La piedra se estrelló contra el fondo, produciendo un sonido metálico, volvió a rebotar y por fin cayó en una ranura, rodó pendiente abajo, deslizándose en la abertura situada en el extremo inferior de la banda transportadora…
Un sonido llenó repentinamente el aire: una aguda y sonora melodía, siempre del mismo tono e intensidad… Los cuatro amigos callaron y abrieron mucho los ojos… Doce grandes bolas brillantes brotaron como pompas de jabón de doce cráteres, bolas con la trama sedosa de las descargas eléctricas, que ondularon hacia arriba y hacia abajo como surtidores bajo el viento. Se oyeron golpes de maza; ruedas de aspas comenzaron a girar en el punto donde había desaparecido la piedra; algo se estaba triturando con un ruido sordo. El movimiento se comunicó como una oleada a las distintas partes de la maquinaria: las ruedecillas giraban, crujían las junturas, rotaban los ejes, chasqueaban los conmutadores, chisporroteaban los destellos.

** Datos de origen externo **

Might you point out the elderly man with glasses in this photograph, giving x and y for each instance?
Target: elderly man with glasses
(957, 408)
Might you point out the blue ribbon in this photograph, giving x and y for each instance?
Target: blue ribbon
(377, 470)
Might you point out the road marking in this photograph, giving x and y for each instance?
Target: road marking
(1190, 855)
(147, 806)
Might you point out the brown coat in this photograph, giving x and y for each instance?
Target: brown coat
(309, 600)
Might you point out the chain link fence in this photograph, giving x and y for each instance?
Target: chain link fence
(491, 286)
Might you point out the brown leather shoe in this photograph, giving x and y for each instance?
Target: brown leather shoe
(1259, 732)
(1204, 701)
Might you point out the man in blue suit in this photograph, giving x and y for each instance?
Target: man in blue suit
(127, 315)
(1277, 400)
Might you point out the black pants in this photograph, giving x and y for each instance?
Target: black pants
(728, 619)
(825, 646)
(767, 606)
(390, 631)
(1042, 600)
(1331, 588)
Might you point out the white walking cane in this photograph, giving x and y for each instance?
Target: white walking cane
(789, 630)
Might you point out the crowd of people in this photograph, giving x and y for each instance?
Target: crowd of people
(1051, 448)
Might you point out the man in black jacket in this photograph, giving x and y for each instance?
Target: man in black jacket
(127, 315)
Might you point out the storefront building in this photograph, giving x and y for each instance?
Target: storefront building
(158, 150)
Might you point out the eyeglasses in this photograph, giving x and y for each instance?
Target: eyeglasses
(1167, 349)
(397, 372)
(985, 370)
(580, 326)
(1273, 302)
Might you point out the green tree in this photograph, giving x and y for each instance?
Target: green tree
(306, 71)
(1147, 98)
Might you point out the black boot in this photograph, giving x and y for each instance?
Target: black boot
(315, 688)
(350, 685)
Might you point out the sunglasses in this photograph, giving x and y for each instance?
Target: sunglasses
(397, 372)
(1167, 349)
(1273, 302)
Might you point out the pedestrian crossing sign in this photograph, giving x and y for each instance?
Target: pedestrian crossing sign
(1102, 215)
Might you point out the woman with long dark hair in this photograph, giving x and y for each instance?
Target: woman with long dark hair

Katia había salido de su ensueño y de pronto gritó:
—¡Ahí está! ¿La veis?
La piedra había salido otra vez a la luz; saltó una compuerta y apareció una trama de alambre acampanada, finamente reticulada, que la cubrió como una mano, la levantó y la arrojó por encima de un foso, cuyo fondo no alcanzaban a divisar desde donde se encontraban. Echaron a correr por el sendero y se detuvieron de golpe: un aire seco, sofocante, procedente de allí abajo, les cerró el paso. Oyeron unos breves siseos ahogados; en algún punto situado a una profundidad indeterminada se encendió la suave tonalidad azulada de la radiación de Cherenkov. Luego se hizo un súbito silencio.
—Desintegración atómica —susurró Rene—. ¡Caramba! ¡Una planta atómica!